A gold color metal and enamel device 1+1/8 in in height overall consisting of a shield blazoned: Or, a bend Azure between a Moro kris paleways point up Sable, and a rattlesnake coiled to strike Gules. Attached below the shield a blue scroll inscribed 'SUIVEZ MOI' in Gold letters."

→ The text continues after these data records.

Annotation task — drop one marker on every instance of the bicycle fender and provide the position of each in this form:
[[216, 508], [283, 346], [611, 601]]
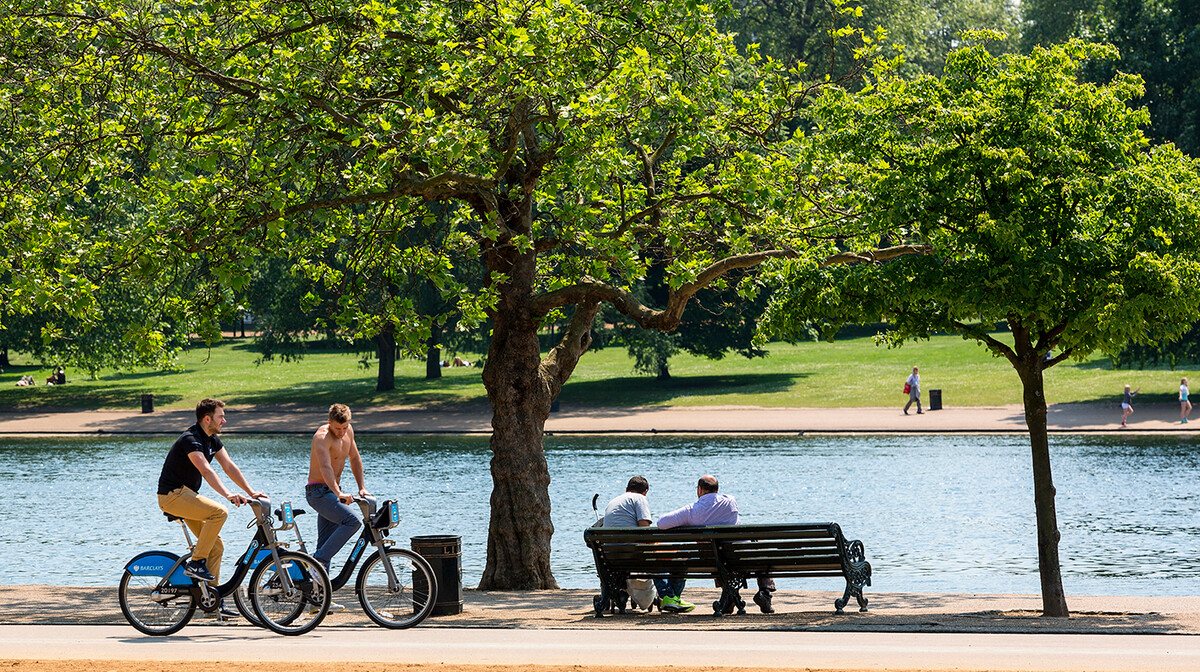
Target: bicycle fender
[[157, 563]]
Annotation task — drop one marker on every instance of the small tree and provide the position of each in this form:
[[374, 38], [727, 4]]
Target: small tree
[[1044, 208]]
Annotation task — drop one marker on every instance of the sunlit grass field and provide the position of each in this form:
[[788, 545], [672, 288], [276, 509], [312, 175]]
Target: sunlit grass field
[[846, 373]]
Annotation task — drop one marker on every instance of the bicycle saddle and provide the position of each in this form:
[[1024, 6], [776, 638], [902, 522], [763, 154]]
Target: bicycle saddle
[[279, 513]]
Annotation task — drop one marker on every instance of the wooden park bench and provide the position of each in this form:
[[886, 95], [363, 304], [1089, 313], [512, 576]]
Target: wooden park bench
[[729, 555]]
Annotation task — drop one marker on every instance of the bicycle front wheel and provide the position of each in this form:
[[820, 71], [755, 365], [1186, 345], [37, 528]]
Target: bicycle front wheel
[[150, 612], [295, 610], [403, 604]]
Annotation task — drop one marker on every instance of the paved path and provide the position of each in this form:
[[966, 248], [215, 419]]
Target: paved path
[[720, 419], [821, 651]]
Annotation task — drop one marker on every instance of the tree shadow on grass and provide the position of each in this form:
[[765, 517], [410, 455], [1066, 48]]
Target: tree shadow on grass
[[76, 399], [448, 390], [641, 390]]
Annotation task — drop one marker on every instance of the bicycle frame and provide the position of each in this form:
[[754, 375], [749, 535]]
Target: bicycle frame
[[174, 582], [371, 535]]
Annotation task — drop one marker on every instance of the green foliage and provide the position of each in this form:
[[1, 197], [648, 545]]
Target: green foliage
[[1156, 40], [1041, 198], [924, 31], [221, 133]]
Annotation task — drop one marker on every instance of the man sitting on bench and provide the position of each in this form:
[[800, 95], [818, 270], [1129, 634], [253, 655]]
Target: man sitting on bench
[[709, 508], [631, 509]]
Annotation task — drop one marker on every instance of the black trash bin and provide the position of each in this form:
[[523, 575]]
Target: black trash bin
[[444, 553]]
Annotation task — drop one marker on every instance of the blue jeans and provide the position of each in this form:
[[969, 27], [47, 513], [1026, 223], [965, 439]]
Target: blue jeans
[[336, 522], [670, 587]]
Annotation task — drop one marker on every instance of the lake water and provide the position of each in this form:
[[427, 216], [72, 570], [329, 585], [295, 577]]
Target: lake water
[[935, 513]]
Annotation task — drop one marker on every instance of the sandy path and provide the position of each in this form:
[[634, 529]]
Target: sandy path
[[727, 419]]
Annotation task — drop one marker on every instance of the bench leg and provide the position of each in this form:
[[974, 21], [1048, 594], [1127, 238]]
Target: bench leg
[[731, 599], [851, 589]]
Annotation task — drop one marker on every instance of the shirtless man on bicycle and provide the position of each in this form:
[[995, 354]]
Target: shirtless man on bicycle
[[336, 522], [186, 465]]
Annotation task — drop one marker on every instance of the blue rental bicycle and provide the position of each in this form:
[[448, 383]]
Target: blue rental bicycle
[[289, 592], [396, 587]]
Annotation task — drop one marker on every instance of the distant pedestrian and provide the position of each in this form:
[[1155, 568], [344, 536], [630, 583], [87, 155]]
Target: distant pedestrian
[[912, 384], [1127, 405], [1185, 405]]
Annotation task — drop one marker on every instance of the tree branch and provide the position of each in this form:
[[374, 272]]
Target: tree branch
[[589, 289]]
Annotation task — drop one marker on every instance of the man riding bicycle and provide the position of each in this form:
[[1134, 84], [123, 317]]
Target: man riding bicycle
[[187, 463], [336, 522]]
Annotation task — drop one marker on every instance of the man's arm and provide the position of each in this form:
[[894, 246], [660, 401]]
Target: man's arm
[[357, 463], [214, 480]]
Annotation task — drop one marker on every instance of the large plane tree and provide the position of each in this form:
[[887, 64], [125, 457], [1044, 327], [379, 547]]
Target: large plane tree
[[573, 144]]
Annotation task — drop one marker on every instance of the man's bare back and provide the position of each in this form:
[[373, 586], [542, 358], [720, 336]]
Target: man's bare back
[[331, 445]]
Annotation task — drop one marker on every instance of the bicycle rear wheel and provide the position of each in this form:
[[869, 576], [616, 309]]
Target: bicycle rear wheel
[[295, 611], [409, 601], [150, 612], [241, 598]]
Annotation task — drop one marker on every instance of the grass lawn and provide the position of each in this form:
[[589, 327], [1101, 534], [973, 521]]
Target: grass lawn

The regimental coat of arms briefly tells part of the history of the unit. The black Moro Kris commemorates more than forty engagements and expeditions in which the 14th participated during the Philippine–American War. The coiled rattlesnake pays tribute to the patrol accomplishments along the Mexican Border during 1912–1918. The blue bend and gold background represent the traditional cavalry color and the uniform of the horse cavalry soldiers.

==In popular culture==
While the 14th Armored Cavalry Regiment was inactive it was selected by author Harold Coyle to form part of the U.S. Tenth Army Corps in his 1993 techno-thriller "The Ten Thousand". It was joined by two other inactivated units: the 55th Infantry Division (as the 55th Mechanized Infantry Division) and the 4th Armored Division.

In the video game, Escape from Tarkov, Stryker variants can be found throughout the maps with the marking "3L-1-14CAV'.